# Off-Topic Discussion > Artists' Corner >  >  my rap made up on the spot

## Nebulae

i am writing this song as i go along want to kill this pain shove my body down a drain wait for it to rain shove it under again in vain killing it before i go fucking insane my brain makes me burn just as i were to learn how to love myself and life it causes me strife..changes joy and love to despair im a brat when i say its unfair do i dare to admit im scared...
better stop or my boss will chop me into little bits...she told me not to cry because everyone suffers in life, on a daily basis, she said i might as well face it..life is a struggle..each day beings new trouble...but even feeling like shit i want to hit her and tell her its bullshit. she tells me the pain never goes away no point trying to stray might as well face the music and realise i will live with this every day hip hip hooray i might as well choke myself and pretend i slipped and fell

the end my friend

----------


## Rakkantekimusouka

Wow, that's awesome!

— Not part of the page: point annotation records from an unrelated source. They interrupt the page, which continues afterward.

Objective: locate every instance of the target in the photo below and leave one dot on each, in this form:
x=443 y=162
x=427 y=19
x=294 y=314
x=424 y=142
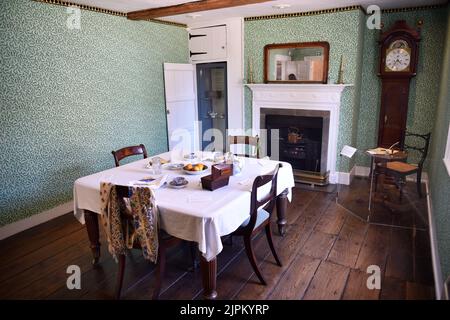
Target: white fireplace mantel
x=321 y=97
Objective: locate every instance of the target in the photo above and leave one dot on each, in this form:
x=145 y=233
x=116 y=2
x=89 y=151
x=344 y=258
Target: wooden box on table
x=219 y=177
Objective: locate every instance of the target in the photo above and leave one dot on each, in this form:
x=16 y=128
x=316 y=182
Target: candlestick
x=250 y=70
x=341 y=72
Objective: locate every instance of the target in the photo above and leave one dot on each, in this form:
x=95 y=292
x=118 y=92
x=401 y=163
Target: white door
x=181 y=107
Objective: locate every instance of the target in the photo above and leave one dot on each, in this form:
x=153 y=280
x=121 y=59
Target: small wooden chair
x=250 y=143
x=400 y=170
x=165 y=242
x=260 y=218
x=127 y=152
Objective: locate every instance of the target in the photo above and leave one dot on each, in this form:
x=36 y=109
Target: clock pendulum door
x=393 y=112
x=399 y=55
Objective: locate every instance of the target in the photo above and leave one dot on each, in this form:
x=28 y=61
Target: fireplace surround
x=301 y=99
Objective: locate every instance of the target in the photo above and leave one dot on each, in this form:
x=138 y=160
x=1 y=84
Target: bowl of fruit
x=198 y=168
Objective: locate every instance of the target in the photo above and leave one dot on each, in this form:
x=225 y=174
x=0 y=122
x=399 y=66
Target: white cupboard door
x=181 y=107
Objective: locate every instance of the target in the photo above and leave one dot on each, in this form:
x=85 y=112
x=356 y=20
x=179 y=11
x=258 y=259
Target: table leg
x=91 y=219
x=209 y=274
x=281 y=211
x=372 y=169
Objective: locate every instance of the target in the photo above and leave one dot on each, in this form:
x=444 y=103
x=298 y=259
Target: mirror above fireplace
x=304 y=62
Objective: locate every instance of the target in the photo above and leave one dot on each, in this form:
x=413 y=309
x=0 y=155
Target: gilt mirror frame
x=320 y=75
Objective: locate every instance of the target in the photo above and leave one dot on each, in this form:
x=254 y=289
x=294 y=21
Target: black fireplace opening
x=300 y=140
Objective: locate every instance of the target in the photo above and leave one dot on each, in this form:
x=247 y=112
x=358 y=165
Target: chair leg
x=400 y=185
x=376 y=182
x=161 y=268
x=120 y=274
x=272 y=248
x=193 y=255
x=251 y=257
x=419 y=183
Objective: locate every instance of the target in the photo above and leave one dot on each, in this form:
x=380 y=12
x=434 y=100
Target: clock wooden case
x=399 y=52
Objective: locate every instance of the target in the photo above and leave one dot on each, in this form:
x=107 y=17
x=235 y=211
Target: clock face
x=398 y=59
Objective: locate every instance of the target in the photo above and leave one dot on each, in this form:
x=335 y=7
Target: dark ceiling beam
x=189 y=7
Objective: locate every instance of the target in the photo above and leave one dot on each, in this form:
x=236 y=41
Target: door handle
x=196 y=35
x=196 y=53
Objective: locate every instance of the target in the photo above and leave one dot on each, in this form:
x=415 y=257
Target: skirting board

You really have that rhythm going...write another one!

 :bravo:   ::goodjob2::

----------


## Joseph_Stalin

I am such a hater of rap (well not really, just this "gansta" and "hood" bullshit that is cranked out weekly and objectifies women lately), but I must say this is pretty well done.  :smiley:

----------


## nerve

> _Originally posted by Joseph_Stalin_
> *I am such a hater of rap (well not really, just this \"gansta\" and \"hood\" bullshit that is cranked out weekly and objectifies women lately)*



oh come on you know you love it.

TO THE WINDOW 


TO THE WALL

----------


## wasup

Yo yo yo, this is wasup and I like to drink from cups, my mind is a total blup and I'm in the fo shizzle, later later my nizzle.  Hanging in the dope drinking a shope and watching a soap.  I like weed and wearing a bead.  If you like to nead, talk to me...ad.  

I'm a sick rapper too.  Fo shizzle.

----------


## CarbonCopy

> _Originally posted by Paperdoll EP_
> *
> 
> oh come on you know you love it.
> 
> TO THE WINDOW *
> 
> 
> TO THE WALL*



SKEET SKEET SKEET!

Dave Chappelle's rendition of Lil' Jon is hilariousness to the max.

----------